What if the stories you wanted to tell hurt people around you? Would you still tell them? For Jones, the answer is yes. They’re his stories, and his honesty is the fuel that lights his powerful fire. To be human is to get dirty — or, in Jones’ own words, ‘Filthy’. It’s the struggle of being who you are that’s most important. And, as Jones sings on his new album, he’s here for the crown — ‘The Title’
Laden with vulnerability, Chronicles of The Kid‘s equally scathing-yet-redemptive standout is ‘My America.’ Written by Jones, alongside Blair Daly (Keith Urban, Kelly Clarkson), Marti Frederiksen (Ozzy Osbourne, Aerosmith), Zac Maloy (Black Stone Cherry, Daughtry), and Scott Stevens (Shinedown, Halestorm), the unflinching anthem blends the best of its collaborators with achingly raw verses and an earworm of a chorus that’s a salve for American-sized wounds.
How can this be my America / If I can’t breathe / In a world where they’re selling ya / The death of me,” Jones sings in homage to George Floyd, before launching into an audacious chorus that takes an honest and hopeful look at his homeland.

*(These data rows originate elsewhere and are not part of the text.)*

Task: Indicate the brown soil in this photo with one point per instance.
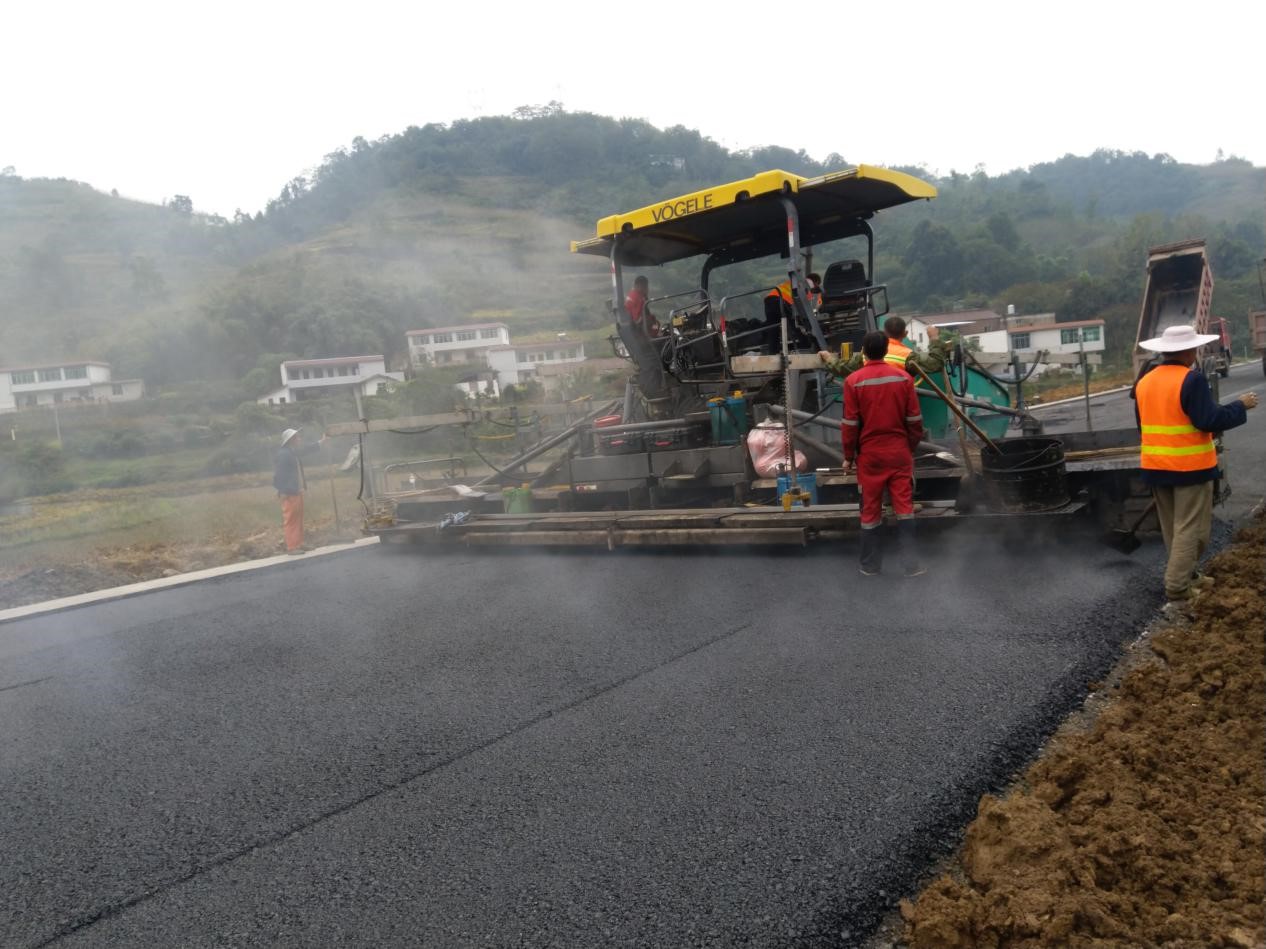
(103, 567)
(1146, 828)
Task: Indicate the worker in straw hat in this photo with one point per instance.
(288, 477)
(1178, 420)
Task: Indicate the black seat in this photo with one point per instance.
(839, 285)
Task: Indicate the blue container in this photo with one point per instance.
(807, 480)
(728, 419)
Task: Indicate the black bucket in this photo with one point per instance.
(1024, 475)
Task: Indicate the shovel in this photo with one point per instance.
(1127, 540)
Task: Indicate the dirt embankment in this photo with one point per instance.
(1146, 829)
(118, 564)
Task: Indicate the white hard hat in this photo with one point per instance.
(1178, 339)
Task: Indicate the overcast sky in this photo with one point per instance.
(225, 101)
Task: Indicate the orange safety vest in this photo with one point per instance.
(896, 353)
(1170, 440)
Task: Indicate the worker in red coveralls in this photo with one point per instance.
(883, 424)
(634, 304)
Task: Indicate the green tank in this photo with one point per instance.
(937, 418)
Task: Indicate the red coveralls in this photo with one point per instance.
(881, 427)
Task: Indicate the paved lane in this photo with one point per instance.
(1245, 457)
(529, 749)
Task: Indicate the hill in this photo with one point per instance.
(448, 223)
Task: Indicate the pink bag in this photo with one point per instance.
(766, 443)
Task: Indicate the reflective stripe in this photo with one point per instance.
(1170, 429)
(1183, 449)
(881, 380)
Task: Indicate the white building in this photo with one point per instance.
(517, 363)
(456, 346)
(320, 378)
(1062, 343)
(27, 386)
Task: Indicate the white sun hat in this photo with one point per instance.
(1178, 339)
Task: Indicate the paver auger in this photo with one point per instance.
(736, 363)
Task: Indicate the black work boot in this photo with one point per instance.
(871, 552)
(907, 549)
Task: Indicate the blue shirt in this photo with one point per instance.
(1205, 414)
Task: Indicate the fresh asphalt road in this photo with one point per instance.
(382, 749)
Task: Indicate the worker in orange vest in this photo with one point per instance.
(899, 354)
(1178, 420)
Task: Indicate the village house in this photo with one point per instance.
(322, 378)
(456, 346)
(993, 338)
(68, 382)
(524, 361)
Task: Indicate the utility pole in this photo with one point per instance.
(1085, 373)
(1014, 358)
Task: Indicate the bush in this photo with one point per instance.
(239, 454)
(32, 468)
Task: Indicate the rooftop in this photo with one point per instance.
(455, 329)
(53, 366)
(334, 359)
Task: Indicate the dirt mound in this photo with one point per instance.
(104, 567)
(1147, 829)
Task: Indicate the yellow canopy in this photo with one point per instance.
(745, 214)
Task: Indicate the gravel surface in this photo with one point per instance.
(531, 749)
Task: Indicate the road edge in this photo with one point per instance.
(147, 586)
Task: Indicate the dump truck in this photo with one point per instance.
(733, 380)
(1180, 292)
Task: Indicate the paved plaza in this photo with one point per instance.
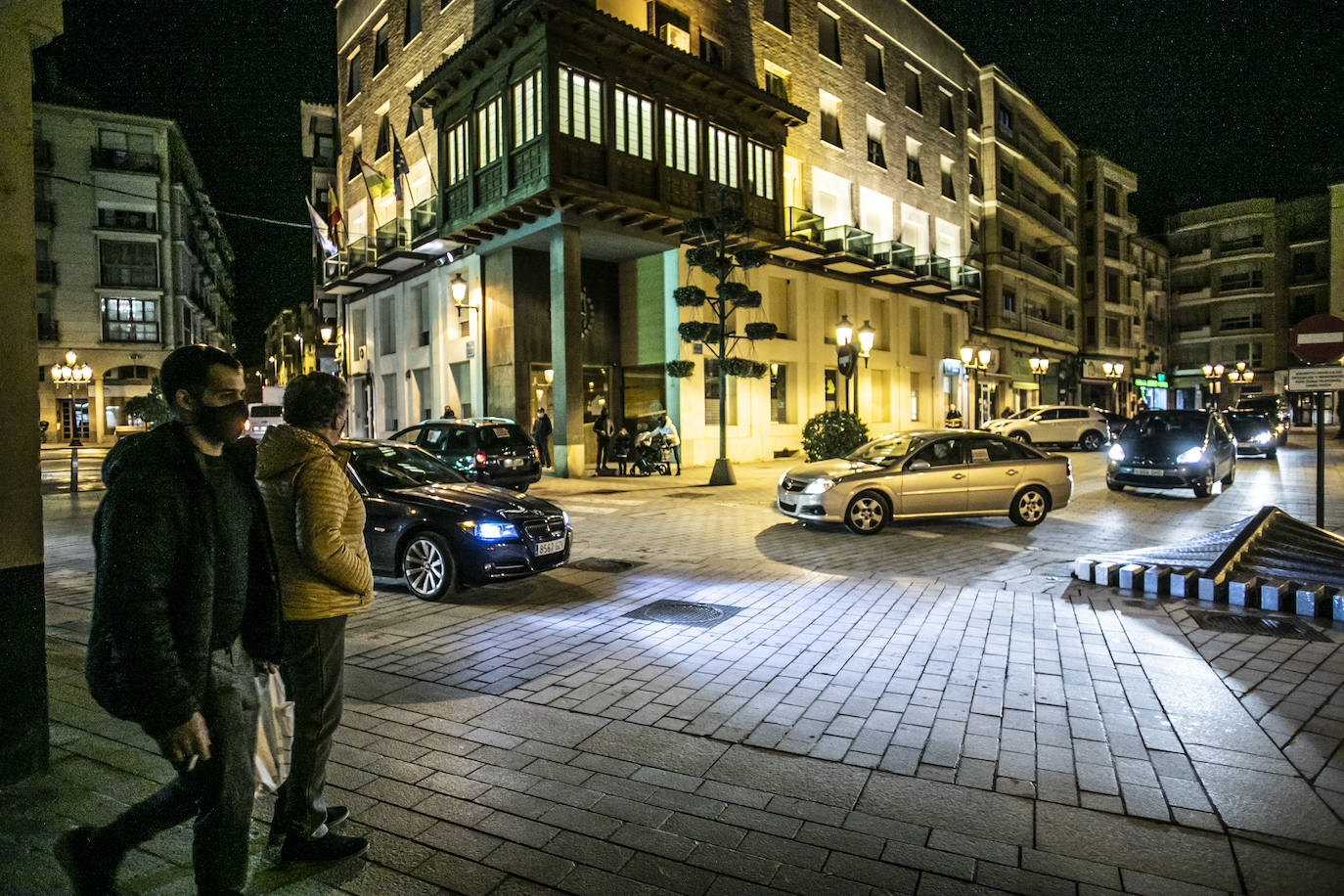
(934, 709)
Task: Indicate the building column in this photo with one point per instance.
(566, 352)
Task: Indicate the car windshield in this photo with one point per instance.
(399, 467)
(884, 450)
(1186, 424)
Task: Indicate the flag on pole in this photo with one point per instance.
(376, 182)
(319, 229)
(399, 168)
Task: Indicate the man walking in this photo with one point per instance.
(184, 602)
(542, 435)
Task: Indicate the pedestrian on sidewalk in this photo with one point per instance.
(324, 576)
(186, 605)
(542, 435)
(604, 430)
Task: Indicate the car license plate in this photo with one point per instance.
(550, 547)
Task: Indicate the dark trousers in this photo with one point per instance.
(313, 668)
(218, 792)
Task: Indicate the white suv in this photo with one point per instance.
(1056, 425)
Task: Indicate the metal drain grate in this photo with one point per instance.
(1273, 628)
(685, 612)
(604, 564)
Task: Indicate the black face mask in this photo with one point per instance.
(223, 424)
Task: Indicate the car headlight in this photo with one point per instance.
(489, 531)
(1192, 456)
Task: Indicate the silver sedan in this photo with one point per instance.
(931, 473)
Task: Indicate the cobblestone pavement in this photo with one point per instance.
(935, 709)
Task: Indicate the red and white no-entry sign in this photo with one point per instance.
(1319, 338)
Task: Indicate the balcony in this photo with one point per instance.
(850, 248)
(140, 162)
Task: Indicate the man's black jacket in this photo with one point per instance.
(155, 591)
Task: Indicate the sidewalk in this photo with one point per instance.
(836, 734)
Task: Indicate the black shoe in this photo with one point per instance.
(323, 849)
(92, 872)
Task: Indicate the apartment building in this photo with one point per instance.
(132, 262)
(1024, 176)
(567, 140)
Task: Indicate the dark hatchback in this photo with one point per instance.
(485, 449)
(438, 532)
(1174, 450)
(1256, 432)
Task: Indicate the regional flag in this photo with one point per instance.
(319, 229)
(374, 180)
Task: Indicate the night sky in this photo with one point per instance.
(1206, 101)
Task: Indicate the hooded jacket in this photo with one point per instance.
(155, 585)
(317, 521)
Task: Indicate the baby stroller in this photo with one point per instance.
(652, 456)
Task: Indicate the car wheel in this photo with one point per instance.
(427, 567)
(867, 514)
(1028, 507)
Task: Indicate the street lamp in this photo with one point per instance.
(1214, 375)
(1113, 371)
(974, 360)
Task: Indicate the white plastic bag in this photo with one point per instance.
(274, 733)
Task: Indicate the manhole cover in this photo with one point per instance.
(604, 564)
(1238, 623)
(685, 612)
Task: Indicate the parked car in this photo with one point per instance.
(1272, 406)
(1256, 432)
(931, 473)
(1056, 425)
(438, 532)
(261, 418)
(484, 449)
(1174, 450)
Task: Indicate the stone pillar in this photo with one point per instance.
(24, 24)
(566, 352)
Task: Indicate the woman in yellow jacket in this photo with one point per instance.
(317, 524)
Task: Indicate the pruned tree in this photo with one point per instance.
(717, 256)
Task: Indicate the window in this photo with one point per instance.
(722, 156)
(913, 161)
(413, 21)
(779, 392)
(913, 98)
(129, 320)
(352, 76)
(527, 109)
(581, 105)
(829, 35)
(633, 124)
(381, 49)
(682, 140)
(714, 402)
(489, 135)
(761, 169)
(873, 65)
(457, 152)
(876, 130)
(830, 118)
(128, 263)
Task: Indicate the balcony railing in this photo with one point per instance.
(848, 240)
(425, 219)
(144, 162)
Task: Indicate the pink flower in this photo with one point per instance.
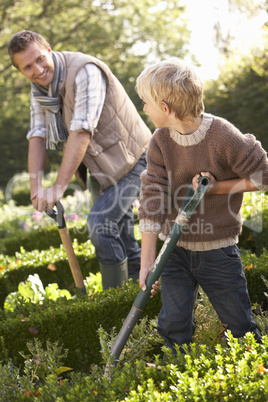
(37, 216)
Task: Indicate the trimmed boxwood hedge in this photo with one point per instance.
(74, 322)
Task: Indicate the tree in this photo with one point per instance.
(123, 33)
(240, 95)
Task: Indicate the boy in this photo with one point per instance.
(188, 141)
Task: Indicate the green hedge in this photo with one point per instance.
(17, 269)
(74, 322)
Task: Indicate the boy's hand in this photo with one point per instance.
(212, 179)
(143, 275)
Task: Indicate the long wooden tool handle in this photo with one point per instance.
(74, 265)
(190, 203)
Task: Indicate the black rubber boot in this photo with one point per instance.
(133, 272)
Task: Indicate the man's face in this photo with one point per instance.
(36, 63)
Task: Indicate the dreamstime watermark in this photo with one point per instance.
(160, 199)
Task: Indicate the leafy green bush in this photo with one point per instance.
(51, 266)
(236, 372)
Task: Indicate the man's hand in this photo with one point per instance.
(45, 198)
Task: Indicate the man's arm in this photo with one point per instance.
(45, 198)
(148, 256)
(37, 156)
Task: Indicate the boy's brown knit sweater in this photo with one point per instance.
(174, 159)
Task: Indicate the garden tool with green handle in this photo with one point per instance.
(58, 216)
(190, 203)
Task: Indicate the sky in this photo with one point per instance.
(202, 16)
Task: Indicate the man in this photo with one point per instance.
(77, 102)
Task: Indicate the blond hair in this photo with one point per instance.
(177, 84)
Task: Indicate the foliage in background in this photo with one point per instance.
(125, 34)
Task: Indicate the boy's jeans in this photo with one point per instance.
(221, 275)
(111, 220)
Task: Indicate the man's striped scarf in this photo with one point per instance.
(50, 99)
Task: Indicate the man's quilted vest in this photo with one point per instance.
(121, 136)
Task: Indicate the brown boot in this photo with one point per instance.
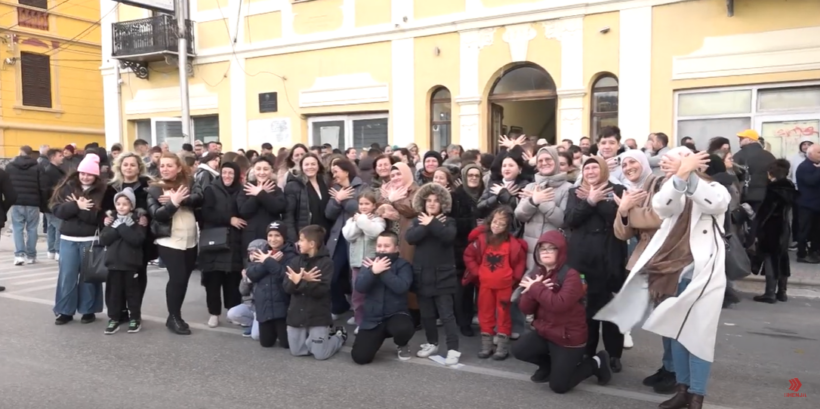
(695, 401)
(680, 400)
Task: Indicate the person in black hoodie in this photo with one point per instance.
(123, 238)
(384, 281)
(308, 283)
(773, 231)
(595, 251)
(260, 203)
(77, 201)
(221, 268)
(434, 267)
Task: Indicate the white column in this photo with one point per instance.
(635, 70)
(469, 100)
(571, 90)
(111, 77)
(403, 99)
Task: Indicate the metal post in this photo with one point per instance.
(182, 51)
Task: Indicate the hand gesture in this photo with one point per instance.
(527, 282)
(238, 223)
(381, 265)
(598, 194)
(294, 276)
(425, 219)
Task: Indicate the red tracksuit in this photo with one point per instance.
(498, 269)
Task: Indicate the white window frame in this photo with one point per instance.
(348, 128)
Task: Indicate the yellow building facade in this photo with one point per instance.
(354, 72)
(50, 87)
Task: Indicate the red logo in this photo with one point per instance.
(795, 385)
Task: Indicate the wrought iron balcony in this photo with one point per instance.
(138, 42)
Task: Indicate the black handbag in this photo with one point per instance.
(92, 267)
(214, 239)
(738, 264)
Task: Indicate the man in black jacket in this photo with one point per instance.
(756, 161)
(7, 199)
(27, 179)
(53, 174)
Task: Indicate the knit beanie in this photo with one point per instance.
(90, 164)
(129, 194)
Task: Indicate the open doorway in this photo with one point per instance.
(523, 101)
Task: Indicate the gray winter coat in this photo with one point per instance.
(544, 217)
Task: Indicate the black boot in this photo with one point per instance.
(782, 283)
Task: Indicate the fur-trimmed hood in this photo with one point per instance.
(443, 197)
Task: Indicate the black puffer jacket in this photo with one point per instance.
(310, 302)
(76, 222)
(28, 181)
(218, 207)
(269, 294)
(162, 214)
(124, 245)
(259, 211)
(434, 264)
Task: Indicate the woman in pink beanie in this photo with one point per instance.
(77, 201)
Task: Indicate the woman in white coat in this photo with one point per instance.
(689, 317)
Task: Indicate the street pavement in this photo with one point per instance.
(760, 348)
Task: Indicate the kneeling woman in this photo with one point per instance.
(77, 202)
(555, 293)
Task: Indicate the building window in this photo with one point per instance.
(349, 131)
(35, 71)
(35, 19)
(783, 115)
(440, 119)
(604, 104)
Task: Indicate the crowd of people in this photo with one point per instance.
(548, 246)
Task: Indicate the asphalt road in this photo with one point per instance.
(760, 347)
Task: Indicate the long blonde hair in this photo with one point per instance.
(118, 179)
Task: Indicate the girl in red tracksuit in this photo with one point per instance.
(496, 260)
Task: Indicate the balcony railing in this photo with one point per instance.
(149, 39)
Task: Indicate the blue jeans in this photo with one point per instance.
(689, 369)
(25, 218)
(53, 233)
(73, 296)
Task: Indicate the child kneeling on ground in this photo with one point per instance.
(268, 273)
(496, 260)
(384, 282)
(308, 283)
(123, 238)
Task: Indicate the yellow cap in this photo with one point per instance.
(749, 134)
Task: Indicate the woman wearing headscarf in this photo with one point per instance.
(221, 269)
(595, 251)
(685, 261)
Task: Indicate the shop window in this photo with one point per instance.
(440, 119)
(604, 103)
(35, 71)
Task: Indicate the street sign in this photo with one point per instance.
(166, 6)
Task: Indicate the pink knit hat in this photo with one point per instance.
(90, 164)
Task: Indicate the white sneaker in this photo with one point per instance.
(426, 350)
(628, 341)
(452, 357)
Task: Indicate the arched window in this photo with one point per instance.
(604, 104)
(440, 123)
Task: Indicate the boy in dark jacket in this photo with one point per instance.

The pain in his voice is palpable as the bridge’s breakdown leads to an unconventional double-time outro that perfectly encapsulates the turbulent emotion of the American experience.
Hailed by American Songwriter as “one of the biggest names in the genre,” the artist, who has opened for The Rolling Stones and shared stages with groups like Guns N’ Roses and Public Enemy, is the man he’s always wanted to be. He’s given up any façade for the sake of embracing the very real fantasy of what it means to be himself. You can hear all about it on Chronicles of the Kid, out now on all platform.